Le tournage du film Montréal Girls, premier long métrage de fiction de Patricia Chica, a débuté à la mi-août dans des circonstances que la réalisatrice n’aurait jamais pu anticiper. Le plateau se meut au rythme des exigences de sécurité sanitaire, tandis que le scénario a dû être remodelé. Point positif : au-delà des obstacles et de la pression, certains de ces bouleversements sont « pour le mieux », dit la cinéaste.

Les plateaux de tournage ont bien reçu l’aval des autorités pour reprendre leurs activités, mais à certaines conditions. L’une d’elles : chaque production peut former une cellule de 10 acteurs qui ont l’autorisation de jouer à proximité les uns des autres, sans masque, mais jamais plus de 15 minutes en tout par acteur, par jour.

Mais lorsque l’on tourne un film sur le passage à l’âge adulte, dont le scénario demande de l’intimité et des rapprochements, cette règle à elle seule représente « une couche de travail de plus », indique la réalisatrice Patricia Chica (Morning After, A Treaky Treat).

PHOTO PATRICIA CHICA

Hakim Brahimi (Ramy) entouré de Jasmina Arroyave (Desiree) et de Sana Asad (Yaz)
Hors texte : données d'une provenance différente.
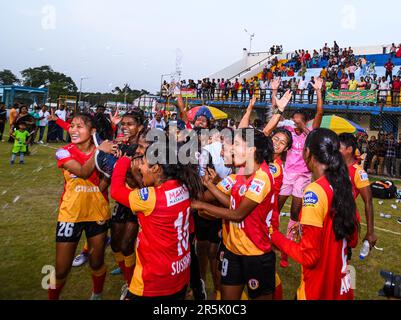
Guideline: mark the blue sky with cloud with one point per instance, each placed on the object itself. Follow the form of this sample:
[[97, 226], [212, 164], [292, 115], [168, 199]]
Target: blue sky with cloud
[[113, 42]]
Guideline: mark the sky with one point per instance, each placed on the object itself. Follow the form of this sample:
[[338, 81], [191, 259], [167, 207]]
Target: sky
[[135, 42]]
Montréal Girls raconte comment Ramy, un Égyptien arrivé à Montréal pour étudier en médecine, découvre les sous-cultures underground de la ville et noue des relations tumultueuses avec de jeunes femmes (Nahéma Ricci, Jasmina Arroyave) qui lui ouvrent les yeux sur sa destinée.

« Il est question de jeunes fébriles qui s’embrassent et se touchent, dit Patricia Chica. Il y a des scènes à caractère sexuel. Il a fallu que je lâche prise de mon envie de filmer ce que je voulais comme je le voulais et que je trouve des solutions. »

Mais voilà, le guide pour un tournage en pleine pandémie n’a pas encore été écrit.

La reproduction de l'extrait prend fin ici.